Scribble at 2023-04-08 09:22:31 Last modified: 2023-04-09 21:02:56
Microsoft Edge のサイド・バーには ChatGPT に検索させるだけではなく、テーマを与えて作文させる機能もある。これが、大学のレポートの下書きとして使えるかどうかという話だけではなく、学術論文を作成するツールとして使ってもいいかという話題がある。日本の社会学とか文化人類学とか古典文学とか、その手の俳句クラブのような分野であれば、ここで自動出力したのと変わらない論文が大半だろうから、別に使おうと使うまいと社会科学的な影響は大差ないだろうが、他の分野ではそうもいくまい。
上記は、「オブジェクト指向の開発はコーダとプログラマを分離させる悪手だ。」という一文から Edge に作文させてみた文章だ。"Blog post" を "Medium" の長さの文章として書かせた結果である。もちろん、予想通りの内容だが、僕がオブジェクト指向の開発手法に感じている違和感や疑問は、実は個々の技術者のスキルとか知識という individual な範囲だけでは済まないと思っている。要は、実質的にオブジェクト指向の開発手法というものは下請け構造を固定させる手段として悪用されているということでもある。下請けの技術者には、UML のようなオブジェクト指向の開発で標準的に使われる設計ルールのドキュメントを提案したり作成する権限がない。よって、下請けなりコーダは、ソフトウェアの詳細とか設計方針とかを知るとか学ぶという以前に、そういう情報にアクセスできないのである。

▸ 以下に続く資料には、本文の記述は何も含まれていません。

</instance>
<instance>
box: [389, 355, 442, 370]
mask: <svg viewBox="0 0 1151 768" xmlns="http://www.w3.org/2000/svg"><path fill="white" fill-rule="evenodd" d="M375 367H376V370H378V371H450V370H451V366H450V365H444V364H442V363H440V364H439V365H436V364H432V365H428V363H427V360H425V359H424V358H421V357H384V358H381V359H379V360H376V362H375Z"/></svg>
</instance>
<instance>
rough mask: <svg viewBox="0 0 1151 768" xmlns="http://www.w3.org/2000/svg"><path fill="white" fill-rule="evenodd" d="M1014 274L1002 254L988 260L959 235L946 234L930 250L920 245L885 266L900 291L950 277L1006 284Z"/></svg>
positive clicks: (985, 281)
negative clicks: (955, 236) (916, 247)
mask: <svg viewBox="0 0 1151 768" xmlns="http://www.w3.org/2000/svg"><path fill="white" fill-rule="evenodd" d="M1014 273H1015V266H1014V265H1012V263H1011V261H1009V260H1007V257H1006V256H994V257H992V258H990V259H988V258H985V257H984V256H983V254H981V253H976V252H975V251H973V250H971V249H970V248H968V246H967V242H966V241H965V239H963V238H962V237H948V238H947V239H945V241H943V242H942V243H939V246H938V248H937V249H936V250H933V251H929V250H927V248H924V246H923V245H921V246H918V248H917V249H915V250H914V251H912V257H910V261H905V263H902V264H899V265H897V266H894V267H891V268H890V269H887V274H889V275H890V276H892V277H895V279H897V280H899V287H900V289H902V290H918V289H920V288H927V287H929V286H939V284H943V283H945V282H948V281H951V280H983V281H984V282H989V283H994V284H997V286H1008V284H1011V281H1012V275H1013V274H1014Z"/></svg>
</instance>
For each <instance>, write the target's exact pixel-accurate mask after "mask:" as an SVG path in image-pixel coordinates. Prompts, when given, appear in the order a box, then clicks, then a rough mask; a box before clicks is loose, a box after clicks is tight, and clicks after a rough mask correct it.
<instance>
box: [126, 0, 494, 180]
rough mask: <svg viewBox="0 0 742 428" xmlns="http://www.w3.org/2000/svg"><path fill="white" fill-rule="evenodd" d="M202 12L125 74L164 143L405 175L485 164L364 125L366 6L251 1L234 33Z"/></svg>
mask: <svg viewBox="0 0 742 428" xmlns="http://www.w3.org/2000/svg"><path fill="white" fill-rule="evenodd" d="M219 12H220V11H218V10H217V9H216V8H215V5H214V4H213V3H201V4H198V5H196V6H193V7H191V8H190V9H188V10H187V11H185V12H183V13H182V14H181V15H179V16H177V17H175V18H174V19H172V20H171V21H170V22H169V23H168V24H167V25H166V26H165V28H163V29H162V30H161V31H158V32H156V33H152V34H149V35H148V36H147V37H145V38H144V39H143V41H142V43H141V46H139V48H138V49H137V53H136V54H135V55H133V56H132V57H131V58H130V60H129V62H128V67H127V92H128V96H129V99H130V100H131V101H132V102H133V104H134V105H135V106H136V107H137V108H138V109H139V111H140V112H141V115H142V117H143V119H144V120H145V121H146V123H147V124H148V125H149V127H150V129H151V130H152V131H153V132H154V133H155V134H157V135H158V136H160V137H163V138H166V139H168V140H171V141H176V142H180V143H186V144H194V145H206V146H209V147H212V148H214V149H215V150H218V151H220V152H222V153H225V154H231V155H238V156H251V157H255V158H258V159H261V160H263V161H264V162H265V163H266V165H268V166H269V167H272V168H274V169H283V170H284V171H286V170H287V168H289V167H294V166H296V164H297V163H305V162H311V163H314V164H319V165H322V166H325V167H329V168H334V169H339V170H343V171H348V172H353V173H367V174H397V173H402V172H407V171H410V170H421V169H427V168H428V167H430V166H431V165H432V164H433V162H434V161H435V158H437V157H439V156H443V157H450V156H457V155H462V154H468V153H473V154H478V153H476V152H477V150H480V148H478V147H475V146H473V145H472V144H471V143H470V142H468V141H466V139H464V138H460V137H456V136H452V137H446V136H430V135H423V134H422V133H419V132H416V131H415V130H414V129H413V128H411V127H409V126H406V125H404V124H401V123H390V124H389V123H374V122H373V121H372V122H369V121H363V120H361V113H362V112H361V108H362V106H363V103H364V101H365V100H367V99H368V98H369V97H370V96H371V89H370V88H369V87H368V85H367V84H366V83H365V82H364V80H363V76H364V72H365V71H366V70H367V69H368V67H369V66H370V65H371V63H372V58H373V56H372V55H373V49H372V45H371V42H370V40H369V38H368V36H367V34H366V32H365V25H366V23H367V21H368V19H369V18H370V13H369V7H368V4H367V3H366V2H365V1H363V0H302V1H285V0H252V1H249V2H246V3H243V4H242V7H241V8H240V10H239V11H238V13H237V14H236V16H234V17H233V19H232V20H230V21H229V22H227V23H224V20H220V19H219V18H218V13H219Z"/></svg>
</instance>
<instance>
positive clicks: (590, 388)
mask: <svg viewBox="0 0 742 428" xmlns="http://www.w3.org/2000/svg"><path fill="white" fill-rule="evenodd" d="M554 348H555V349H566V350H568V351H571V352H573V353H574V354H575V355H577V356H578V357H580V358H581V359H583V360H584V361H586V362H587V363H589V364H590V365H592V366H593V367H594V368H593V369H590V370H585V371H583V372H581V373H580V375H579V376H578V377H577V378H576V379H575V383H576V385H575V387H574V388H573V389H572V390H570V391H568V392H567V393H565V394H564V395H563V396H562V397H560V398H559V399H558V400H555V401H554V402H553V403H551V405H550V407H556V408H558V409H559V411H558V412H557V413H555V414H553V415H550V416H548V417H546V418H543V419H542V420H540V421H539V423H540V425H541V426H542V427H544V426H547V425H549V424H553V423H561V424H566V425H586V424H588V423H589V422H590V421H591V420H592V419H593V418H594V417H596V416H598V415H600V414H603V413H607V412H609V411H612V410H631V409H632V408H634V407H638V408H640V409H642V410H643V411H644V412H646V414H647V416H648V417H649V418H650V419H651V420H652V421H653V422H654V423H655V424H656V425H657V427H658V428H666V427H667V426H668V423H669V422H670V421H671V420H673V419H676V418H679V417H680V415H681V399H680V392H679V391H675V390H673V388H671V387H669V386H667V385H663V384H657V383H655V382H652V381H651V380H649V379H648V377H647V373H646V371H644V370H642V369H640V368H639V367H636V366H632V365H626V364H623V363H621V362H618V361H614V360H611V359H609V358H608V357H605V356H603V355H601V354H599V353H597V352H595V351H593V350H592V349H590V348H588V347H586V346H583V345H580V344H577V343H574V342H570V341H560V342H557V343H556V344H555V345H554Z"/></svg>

これは、オブジェクトやデータベースの設計という権限を握る連中が決して変えようとしない既得権益のようなものであって、システム開発の是非という話とは殆ど関係がないのだ。
ChatGPT がそういうことを書けないのは、理由として非常に簡単だ。オンラインでそういう観点からものを書くエンジニアがいないために、そういう観点で書かれた文章で ChatGPT がトレーニングできていないからである。ChatGPT は、もちろん適当に検索した結果から文章を勝手に組み立てるわけだが、何もないところから、つまり独自の観点で議論することはできない。これは別に僕が有能であろうとなかろうと関係のない、データの偏りとか分量の問題でしかないのだ。そして、どれほど騒がれていようと、しょせん現状の大規模言語モデルなんて、そういう下らない点で不十分なレベルの「ソリューション」でしかないのである。